After his retirement from Sheppard and Enoch Pratt Hospital, Brush remained in Baltimore until his death. Brush died on January 10, 1933, of pneumonia at his home at 2012 Greenberry Road in Mount Washington, Baltimore. He was buried at Green Mount Cemetery in Baltimore.

==Awards and legacy==
In 1932, at the 40th meeting of the American Psychiatric Association, the annual dinner honored Brush on his 80th birthday. He was presented with a vellum scroll of appreciation for his 41 years on the editorial board The American Journal of Psychiatry, serving as editor from 1904 to 1931.

==Works==
- Brush, Edward N. Notes on Some Clinical Experiences with Insomnia. London: R. Clay & Sons, 1889.
- Brush, Edward N. “Syphilitic Affections of the Nervous System,” Buffalo Medical and Surgical Journal 14(3) (October 1874): 81-91.
- Brush, Edward N. “Syphilitic Affections of the Nervous System,” Buffalo Medical and Surgical Journal 14(4) (November 1874): 130-134.

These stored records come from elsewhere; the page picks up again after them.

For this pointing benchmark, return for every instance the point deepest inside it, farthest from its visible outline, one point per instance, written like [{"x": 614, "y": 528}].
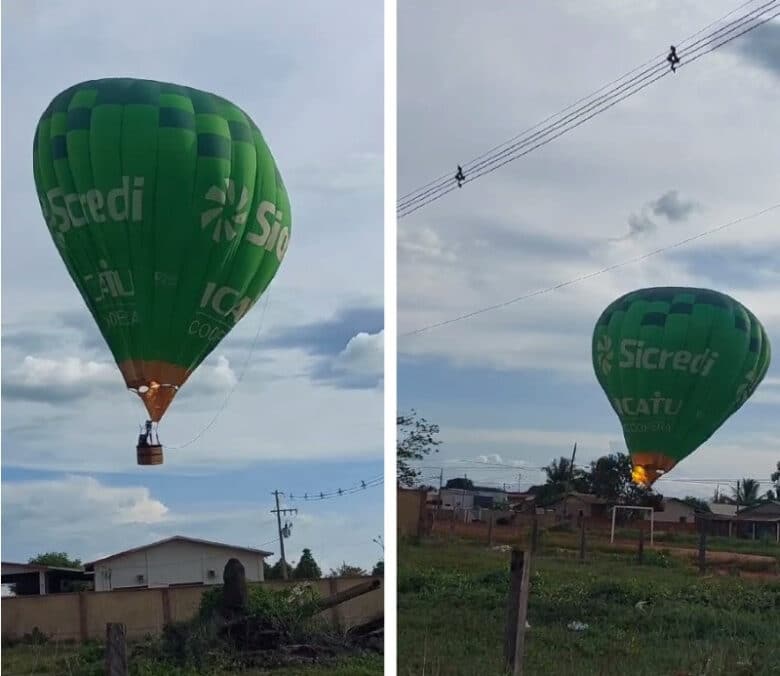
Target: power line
[
  {"x": 408, "y": 206},
  {"x": 582, "y": 278},
  {"x": 448, "y": 175},
  {"x": 312, "y": 496},
  {"x": 514, "y": 149}
]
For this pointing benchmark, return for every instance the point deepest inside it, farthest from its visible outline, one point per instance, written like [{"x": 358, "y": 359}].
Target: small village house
[
  {"x": 580, "y": 505},
  {"x": 174, "y": 561},
  {"x": 26, "y": 579},
  {"x": 674, "y": 510},
  {"x": 758, "y": 522}
]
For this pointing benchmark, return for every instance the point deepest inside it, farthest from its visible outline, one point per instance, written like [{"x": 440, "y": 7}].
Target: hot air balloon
[
  {"x": 675, "y": 363},
  {"x": 172, "y": 219}
]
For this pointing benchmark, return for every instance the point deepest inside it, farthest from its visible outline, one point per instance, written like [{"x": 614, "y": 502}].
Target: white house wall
[
  {"x": 174, "y": 563},
  {"x": 672, "y": 513}
]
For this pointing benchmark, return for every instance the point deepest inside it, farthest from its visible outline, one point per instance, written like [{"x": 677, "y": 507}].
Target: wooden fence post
[
  {"x": 702, "y": 549},
  {"x": 640, "y": 552},
  {"x": 116, "y": 649},
  {"x": 534, "y": 534},
  {"x": 83, "y": 620},
  {"x": 517, "y": 608}
]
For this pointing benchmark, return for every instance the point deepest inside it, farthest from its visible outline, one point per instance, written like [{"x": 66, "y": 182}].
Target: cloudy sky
[
  {"x": 693, "y": 151},
  {"x": 307, "y": 414}
]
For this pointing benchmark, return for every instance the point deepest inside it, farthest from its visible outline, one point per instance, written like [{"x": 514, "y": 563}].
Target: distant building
[
  {"x": 759, "y": 522},
  {"x": 477, "y": 497},
  {"x": 31, "y": 579},
  {"x": 674, "y": 510},
  {"x": 580, "y": 505},
  {"x": 722, "y": 509},
  {"x": 176, "y": 560}
]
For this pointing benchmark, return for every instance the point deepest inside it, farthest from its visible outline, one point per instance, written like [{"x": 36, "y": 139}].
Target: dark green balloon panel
[
  {"x": 675, "y": 363},
  {"x": 168, "y": 210}
]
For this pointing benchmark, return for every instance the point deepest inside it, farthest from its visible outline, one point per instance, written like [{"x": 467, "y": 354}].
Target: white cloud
[
  {"x": 363, "y": 355},
  {"x": 74, "y": 502}
]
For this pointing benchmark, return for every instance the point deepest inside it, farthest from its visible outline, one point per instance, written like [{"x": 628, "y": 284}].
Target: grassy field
[
  {"x": 452, "y": 599},
  {"x": 72, "y": 660}
]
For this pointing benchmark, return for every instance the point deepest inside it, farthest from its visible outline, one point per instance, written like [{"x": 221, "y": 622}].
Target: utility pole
[
  {"x": 279, "y": 513},
  {"x": 571, "y": 465},
  {"x": 441, "y": 481}
]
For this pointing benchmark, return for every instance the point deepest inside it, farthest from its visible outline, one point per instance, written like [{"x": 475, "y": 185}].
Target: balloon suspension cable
[{"x": 241, "y": 375}]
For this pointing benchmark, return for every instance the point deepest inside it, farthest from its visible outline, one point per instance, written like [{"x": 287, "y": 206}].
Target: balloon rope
[{"x": 238, "y": 381}]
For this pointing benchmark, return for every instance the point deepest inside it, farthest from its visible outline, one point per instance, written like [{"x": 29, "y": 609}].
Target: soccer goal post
[{"x": 644, "y": 509}]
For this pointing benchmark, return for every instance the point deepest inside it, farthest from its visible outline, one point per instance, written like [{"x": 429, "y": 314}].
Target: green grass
[
  {"x": 452, "y": 600},
  {"x": 52, "y": 659},
  {"x": 765, "y": 547}
]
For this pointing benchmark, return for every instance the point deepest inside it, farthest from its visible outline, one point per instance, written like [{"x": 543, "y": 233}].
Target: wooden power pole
[{"x": 279, "y": 513}]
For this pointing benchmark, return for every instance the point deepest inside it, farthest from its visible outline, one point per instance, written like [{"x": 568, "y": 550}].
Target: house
[
  {"x": 177, "y": 560},
  {"x": 761, "y": 521},
  {"x": 578, "y": 505},
  {"x": 722, "y": 509},
  {"x": 475, "y": 498},
  {"x": 674, "y": 510},
  {"x": 26, "y": 579}
]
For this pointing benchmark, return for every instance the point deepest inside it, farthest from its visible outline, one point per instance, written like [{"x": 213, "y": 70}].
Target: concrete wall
[
  {"x": 84, "y": 615},
  {"x": 174, "y": 562}
]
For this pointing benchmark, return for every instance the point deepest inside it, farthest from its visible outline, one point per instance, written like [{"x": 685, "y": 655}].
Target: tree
[
  {"x": 275, "y": 572},
  {"x": 610, "y": 478},
  {"x": 416, "y": 439},
  {"x": 460, "y": 483},
  {"x": 307, "y": 568},
  {"x": 345, "y": 570},
  {"x": 558, "y": 471},
  {"x": 698, "y": 504},
  {"x": 563, "y": 477},
  {"x": 57, "y": 559},
  {"x": 720, "y": 498},
  {"x": 747, "y": 492},
  {"x": 776, "y": 478}
]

- Brush, Edward N. “Feigned Insanity,” American Journal of Psychiatry 35(4) (April 1879):534-542.
- Brush, Edward N. “Notes of a Visit to Some of the Asylums of Great Britain,” American Journal of Psychiatry 39(3) (January 1883): 269-300.
- Brush, Edward N. “An Analysis of One Hundred Cases of Acute Melancholia,” British Medical Journal 2 (September 1897): 777-779.
- Brush, Edward N. “Our Work as Psychiatrists and its Opportunities,” The American Journal of Insanity 73(1) (July 1916): 1-17.
- Farrar, C.B. “Obituary: Edward Brush,” American Journal of Psychiatry 12(4) (January 1933): 853-854.